Технорук Петухов, черт бы его побрал, и после этого ни на йоту не переменился. Мало того, он в стекле распахнутого во всю ширь окна заметил, что широкий узел галстука ослаб и, неторопливым четким движением устранив беспорядок, снова замер в прежней позе.

Прохоров ярко улыбнулся.

— Не выпячивайте челюсть, Петухов! — насмешливо сказал он. — На вашем лице легко читается мыслишка: «Не удалось на этот раз, удастся в другой!» Знаю: вы упрямы и работоспособны, как вол, но время не то… Не то время! Теперь люди не позволяют по головам ходить… Неужели вы так наголодались в детстве, что на всю жизнь потеряли благородство? Евгений Столетов тоже вырос не в барских хоромах, а каким бессребреником был. Так какого же черта вы наступаете на человеческие головы? Они не ступеньки, ведущие вверх…

Прохоров забавно выпятил нижнюю губу и быстро спросил:

— Однажды в присутствии Андрея Лузгина вы назвали Анну Лукьяненок, любви которой домогались, проституткой. Так это или не так? Я к вам обращаюсь, Юрий Сергеевич. Да или нет?

Теперь Прохорову приходилось держать в поле зрения сразу двух человек — технорука и мастера.

— Так это или не так?

Мастер Гасилов бросил на технорука вопросительный взгляд, а сам технорук, продолжавший смотреть в окно, заметно побледнел, однако не сделал ни одного движения.

«Гасилов знает об Анне Лукьяненок», — решенно подумал Прохоров, уже имеющий сведения о том, что мастер слышал о визитах Петухова к вдове. И если раньше Прохоров раздумывал, верить или не верить слухам, то теперь ни капельки не сомневался в их подлинности.

— Да или нет, гражданин Петухов?

— Да, — резко и злобно ответил технорук.

— Так кто же из вас проститутка? Анна, отказавшая вам, или вы?

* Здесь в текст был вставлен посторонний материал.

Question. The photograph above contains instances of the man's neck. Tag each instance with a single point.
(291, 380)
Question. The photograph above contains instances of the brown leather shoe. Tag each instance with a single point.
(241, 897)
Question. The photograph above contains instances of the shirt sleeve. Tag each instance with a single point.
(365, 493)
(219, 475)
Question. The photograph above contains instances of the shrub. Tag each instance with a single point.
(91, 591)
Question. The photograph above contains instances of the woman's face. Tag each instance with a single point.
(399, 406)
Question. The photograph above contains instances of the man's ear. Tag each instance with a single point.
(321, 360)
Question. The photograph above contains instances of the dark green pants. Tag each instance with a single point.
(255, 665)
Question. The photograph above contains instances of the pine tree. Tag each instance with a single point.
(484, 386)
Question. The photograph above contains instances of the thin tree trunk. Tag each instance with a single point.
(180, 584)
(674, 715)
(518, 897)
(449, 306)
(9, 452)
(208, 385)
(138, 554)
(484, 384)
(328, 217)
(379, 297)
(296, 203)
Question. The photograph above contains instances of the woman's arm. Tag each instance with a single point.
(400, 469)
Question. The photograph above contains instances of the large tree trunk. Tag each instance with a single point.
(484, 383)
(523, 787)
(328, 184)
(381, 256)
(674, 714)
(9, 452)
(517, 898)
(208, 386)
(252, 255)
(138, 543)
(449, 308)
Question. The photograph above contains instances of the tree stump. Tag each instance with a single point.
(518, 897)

Парторг Голубинь разложил веером на столе три цветных карандаша, движения пальцев были спокойными, но левая бровь нервно приподнялась. Поэтому Прохоров сделал длинную успокоительную паузу, потом вздохнул и сказал:

— Вы, наверное, больной человек, Петухов, и с вами полагается говорить осторожно… Простите меня за прокурорский тон!

Прохоров действительно так обозлился, что потерял ощущение реальной обстановки. «Мало меня били! — сердито подумал он о себе. — Увлекаюсь, как мальчишка, и хвастлив, как мальчишка…»

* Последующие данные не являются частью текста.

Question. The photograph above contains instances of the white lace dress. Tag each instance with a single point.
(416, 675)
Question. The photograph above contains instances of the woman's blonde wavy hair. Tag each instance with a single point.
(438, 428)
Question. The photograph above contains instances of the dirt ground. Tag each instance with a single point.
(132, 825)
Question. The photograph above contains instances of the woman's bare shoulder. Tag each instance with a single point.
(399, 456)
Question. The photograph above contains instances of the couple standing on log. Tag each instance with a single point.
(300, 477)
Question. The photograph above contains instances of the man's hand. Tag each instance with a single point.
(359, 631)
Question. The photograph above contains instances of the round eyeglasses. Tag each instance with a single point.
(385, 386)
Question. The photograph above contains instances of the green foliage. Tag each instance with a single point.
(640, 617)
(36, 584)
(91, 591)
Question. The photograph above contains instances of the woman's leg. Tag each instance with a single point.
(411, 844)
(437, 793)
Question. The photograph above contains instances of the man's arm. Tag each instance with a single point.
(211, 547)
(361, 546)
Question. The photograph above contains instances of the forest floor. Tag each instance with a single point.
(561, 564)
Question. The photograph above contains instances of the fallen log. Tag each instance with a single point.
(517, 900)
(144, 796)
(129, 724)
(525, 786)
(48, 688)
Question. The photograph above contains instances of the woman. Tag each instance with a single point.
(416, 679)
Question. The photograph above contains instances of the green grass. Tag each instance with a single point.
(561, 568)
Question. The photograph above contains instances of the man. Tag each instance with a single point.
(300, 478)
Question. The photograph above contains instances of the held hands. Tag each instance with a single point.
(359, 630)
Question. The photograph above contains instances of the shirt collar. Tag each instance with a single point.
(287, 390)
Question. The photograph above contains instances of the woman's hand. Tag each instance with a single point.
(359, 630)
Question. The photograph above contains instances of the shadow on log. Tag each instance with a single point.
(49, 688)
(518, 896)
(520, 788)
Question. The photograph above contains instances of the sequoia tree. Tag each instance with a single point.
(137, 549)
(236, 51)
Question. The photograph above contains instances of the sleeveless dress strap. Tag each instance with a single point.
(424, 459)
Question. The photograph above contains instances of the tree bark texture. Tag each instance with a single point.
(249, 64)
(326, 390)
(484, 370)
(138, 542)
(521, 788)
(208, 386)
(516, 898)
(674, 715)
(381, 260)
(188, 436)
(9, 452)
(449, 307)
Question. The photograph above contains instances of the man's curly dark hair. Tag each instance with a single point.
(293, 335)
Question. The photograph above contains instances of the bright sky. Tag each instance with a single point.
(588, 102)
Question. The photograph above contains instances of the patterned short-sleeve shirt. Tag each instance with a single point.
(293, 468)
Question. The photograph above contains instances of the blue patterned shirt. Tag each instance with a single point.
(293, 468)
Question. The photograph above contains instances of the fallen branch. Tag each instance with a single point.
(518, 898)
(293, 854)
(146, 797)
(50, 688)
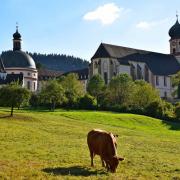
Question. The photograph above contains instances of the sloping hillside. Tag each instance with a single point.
(52, 145)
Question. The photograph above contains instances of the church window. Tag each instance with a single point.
(34, 85)
(139, 72)
(96, 65)
(133, 73)
(29, 85)
(105, 78)
(174, 50)
(165, 81)
(157, 80)
(146, 73)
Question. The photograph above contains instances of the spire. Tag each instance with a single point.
(16, 26)
(177, 15)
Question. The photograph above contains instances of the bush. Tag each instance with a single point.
(177, 111)
(87, 102)
(34, 100)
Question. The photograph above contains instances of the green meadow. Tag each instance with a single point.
(52, 145)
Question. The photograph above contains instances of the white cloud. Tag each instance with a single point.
(106, 14)
(145, 25)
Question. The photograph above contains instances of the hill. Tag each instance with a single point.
(52, 145)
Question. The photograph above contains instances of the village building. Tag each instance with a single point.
(17, 63)
(155, 68)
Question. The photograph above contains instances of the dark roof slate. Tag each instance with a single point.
(12, 78)
(18, 59)
(82, 73)
(159, 64)
(49, 73)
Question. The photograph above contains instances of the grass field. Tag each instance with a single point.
(52, 145)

— Вы определенно больны, Петухов! — тихо и спокойно сказал Прохоров. — У Джека Лондона есть рассказ «Любовь к жизни». Если не читали, прочтите… Герой этого рассказа, пройдя через огонь и медные трубы, на спасшем его корабле ворует и прячет галеты, чтобы наперед не случилось голода. Он набивал галетами матрац, прятал их под подушку… Рассказ кончается фразой: «Скоро это все прошло…» Кончайте и вы копить галеты! Наш народ сейчас хорошо ест. Какого же дьявола вы…

Прохоров не закончил фразу, так как инженер Сухов, спрыгнув с подоконника, щелкнул языком, выбросил вперед и вверх ораторско-философским жестом руку. Он не заговорил, а так горячо и громко закричал, словно в кабинете нескончаемо долго спорили.

— Во! Святая правда! — восторженно завопил Сухов. — Когда я сопоставлял параметры будущей трелевочной машины с параметрами водителя, то расчеты показали одну прелюбо-о-опытнейшую деталь. Прелюбопытнейшую!

В кабинете на полу ничего лишнего не было, никаких деталей, чурбаков, железных листов, и инженер забегал по кабинету освобожденной веселой рысью.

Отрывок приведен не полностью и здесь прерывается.